Here's a cumbia (a popular style of Latin American dance music) song that can be a good starting point, as an example for its relative simplicity:
After careful listening to this song a few times, you'll start to notice this is built along a minor scale, and has two different melodic phrases, starting at different pitches, jumping up, and then descending. Simply try repeating the accordion introduction, and trying to play along on your instrument, listening carefully and adjusting until the notes match. Before long, you'll start to really get this repetitive and catchy melody so "known" in your ears, mind, and fingers, that you can experiment with branching off - keeping the melody in your head, while trying out other "licks" that might sounds good.
3) Playing by brain – using the chords figuring out the skeletal “song behind the song,” and then building melodies that fit around this internal melody. This is the central place for jazz, rock, and pop improvisation.

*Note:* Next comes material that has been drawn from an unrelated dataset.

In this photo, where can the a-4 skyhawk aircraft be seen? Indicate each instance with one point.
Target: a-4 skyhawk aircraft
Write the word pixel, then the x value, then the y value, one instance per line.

Going back to the aforementioned "Rumba Cha Cha," careful listening to the piano part can show you that there's more going on in the song then just the melody. Advanced knowledge of composition or jazz theory could go all over the place with this song, but at it's most basic level, the song goes back and forth between two chords. - E minor and D major.
Looking at a piano, and playing the triad, or the (1st, 3rd, and 5th notes) of both of those scales will give you the most basic internal melody, namely.
E – G – B
D – F# – A
That’s three notes that move down either a whole or half step. To create a solo that makes sense, be aware of this movement, and emphasize those notes. Of course, in the heat of performance, you shouldn’t have to be aware of all that. Practicing the different scale and arpeggio possibilities over the song will eventually cause the process to become automatic.
4) Playing by heart (or gut, if you prefer) – Playing spontaneously, creating something that is uniquely yours. This is the home of the composer and improviser. Whether spending hours carefully crafting a symphony, or exploring the sounds that emerge when you mindlessly let your fingers glide on the strings, utilizing your own music voice is an essential part of what it means to be a full musician. Getting comfortable creating music when there are “no rules” other then ones you decide to put on yourself will enrich your ability to play with true expression and heart in all the other modes of playing. Plus it’s great therapy!
Different people are going to find different that one pathway is going to come easier to them then the others, and that’s ok. But I feel that since music can be made all of these different ways, that it’s my goal to become more comfortable with all these different methods.
Do you think there are any other ways or approaches to making music that I’ve left out? Let me know your thoughts!